Home Optimisme loont

Optimisme loont

03 december 2009

Dit artikel krijgt u van ons cadeau

Wilt u onbeperkt toegang tot de artikelen op Filosofie.nl? U bent al abonnee vanaf €4,99 per maand. Sluit hier een abonnement af en u heeft direct toegang.

Scheiden? Kanker krijgen? Die ellende overkomt mij niet, denkt het merendeel van de mensen – terwijl de statistieken dat tegenspreken. Niet zo vreemd: in 2007 ontdekten onderzoekers van New York University dat we neigen tot optimisme.

‘Het is niet makkelijk leven in deze wereld,’ antwoordt moraalfilosoof Jan Verplaetse van de Universiteit Gent op de vraag waarom we zo optimistisch zijn. ‘Ons brein stelt daarom de wereld wat mooier voor dan die is.’

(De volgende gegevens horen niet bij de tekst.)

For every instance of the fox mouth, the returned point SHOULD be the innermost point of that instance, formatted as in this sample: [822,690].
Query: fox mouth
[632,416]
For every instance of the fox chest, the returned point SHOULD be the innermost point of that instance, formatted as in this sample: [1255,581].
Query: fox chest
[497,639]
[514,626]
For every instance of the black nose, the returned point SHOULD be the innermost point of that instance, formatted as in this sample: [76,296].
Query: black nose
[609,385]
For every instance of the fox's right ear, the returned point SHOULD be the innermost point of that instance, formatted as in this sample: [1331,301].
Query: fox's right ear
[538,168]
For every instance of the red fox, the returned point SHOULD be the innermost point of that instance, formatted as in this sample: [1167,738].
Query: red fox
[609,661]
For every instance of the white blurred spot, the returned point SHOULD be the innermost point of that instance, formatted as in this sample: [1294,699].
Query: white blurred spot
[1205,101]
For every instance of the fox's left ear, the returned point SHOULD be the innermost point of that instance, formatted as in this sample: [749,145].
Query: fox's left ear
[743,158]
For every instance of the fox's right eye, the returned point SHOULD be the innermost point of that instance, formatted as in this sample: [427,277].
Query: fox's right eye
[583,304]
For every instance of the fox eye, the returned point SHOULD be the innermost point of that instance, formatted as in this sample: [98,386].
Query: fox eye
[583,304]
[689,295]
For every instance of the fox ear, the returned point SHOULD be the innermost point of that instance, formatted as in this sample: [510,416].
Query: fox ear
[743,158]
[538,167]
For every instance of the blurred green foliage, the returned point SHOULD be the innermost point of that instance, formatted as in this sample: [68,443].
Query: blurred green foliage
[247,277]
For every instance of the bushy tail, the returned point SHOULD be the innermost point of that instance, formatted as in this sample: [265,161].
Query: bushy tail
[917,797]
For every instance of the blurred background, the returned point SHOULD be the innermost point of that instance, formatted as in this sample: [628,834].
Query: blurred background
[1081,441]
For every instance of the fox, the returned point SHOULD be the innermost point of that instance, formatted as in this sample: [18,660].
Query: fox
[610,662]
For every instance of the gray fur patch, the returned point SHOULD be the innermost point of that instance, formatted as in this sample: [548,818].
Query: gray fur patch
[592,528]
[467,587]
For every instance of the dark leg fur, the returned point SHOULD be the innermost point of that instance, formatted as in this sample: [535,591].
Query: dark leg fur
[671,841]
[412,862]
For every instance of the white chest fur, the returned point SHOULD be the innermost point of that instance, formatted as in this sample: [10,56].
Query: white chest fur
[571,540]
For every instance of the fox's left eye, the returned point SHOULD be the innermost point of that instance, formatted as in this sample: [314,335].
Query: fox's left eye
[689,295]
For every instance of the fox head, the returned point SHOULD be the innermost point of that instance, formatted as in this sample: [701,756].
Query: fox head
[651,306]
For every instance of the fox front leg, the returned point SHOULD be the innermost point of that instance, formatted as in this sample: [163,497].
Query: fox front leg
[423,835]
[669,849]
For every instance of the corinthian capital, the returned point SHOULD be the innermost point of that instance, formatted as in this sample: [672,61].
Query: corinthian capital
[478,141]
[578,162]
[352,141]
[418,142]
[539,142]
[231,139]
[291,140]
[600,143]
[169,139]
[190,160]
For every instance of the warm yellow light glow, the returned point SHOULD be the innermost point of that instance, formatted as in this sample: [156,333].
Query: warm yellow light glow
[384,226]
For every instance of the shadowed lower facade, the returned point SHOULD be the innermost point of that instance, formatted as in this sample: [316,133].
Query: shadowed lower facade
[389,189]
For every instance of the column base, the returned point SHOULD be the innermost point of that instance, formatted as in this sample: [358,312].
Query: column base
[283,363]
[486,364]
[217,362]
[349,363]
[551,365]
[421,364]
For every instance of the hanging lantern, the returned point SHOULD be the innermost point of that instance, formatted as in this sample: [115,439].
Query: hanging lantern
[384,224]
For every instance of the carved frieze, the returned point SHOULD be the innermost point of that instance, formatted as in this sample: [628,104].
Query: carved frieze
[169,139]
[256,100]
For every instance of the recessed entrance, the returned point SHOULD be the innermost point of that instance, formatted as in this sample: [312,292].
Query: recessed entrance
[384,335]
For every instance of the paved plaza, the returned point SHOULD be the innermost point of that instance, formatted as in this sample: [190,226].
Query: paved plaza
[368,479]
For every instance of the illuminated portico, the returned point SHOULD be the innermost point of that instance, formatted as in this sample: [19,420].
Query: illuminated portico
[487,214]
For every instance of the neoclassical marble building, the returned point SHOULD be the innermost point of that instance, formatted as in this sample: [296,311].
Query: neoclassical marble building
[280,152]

Vanuit evolutionair perspectief is dergelijk optimisme onmisbaar, volgens wijsgerig antropoloog Johan Braeckman, ook uit Gent. ‘Om goed te functioneren, kunnen we niet zonder (onbewust) zelfbedrog en leugens. We denken dat anderen beter over ons denken dan ze werkelijk doen, schatten onze slagingskansen te hoog in en zeggen het niet snel tegen iemand als dat jurkje haar echt niet staat. Gelukkig maar! Als we voortdurend eerlijk en realistisch zouden zijn, zouden we in de put raken en sociaal uitgesloten worden.’

Verplaetse maakt echter pas op de plaats: optimisme kan ook kwalijke gevolgen hebben. ‘Een te rooskleurig wereldbeeld verblindt en sluit de ogen voor de realiteit. Gevolgen: een kredietcrisis of milieuprobleem.’

Maar zo makkelijk is het niet om realistisch te zijn, stelt Braeckman: ‘We leven nu in een context die radicaal verschilt van de jagers-verzamelaarscultuur waarin ons brein is geëvolueerd, We hebben niet de mentale vermogens ontwikkeld die ons helpen om te gaan met zoiets groots, onzekers en onvoorspelbaars als het klimaat of de markt. Persoonlijke overwegingen gaan voor op globaal-maatschappelijke. De meeste mensen denken optimistisch: het zal zo’n vaart wel niet lopen.’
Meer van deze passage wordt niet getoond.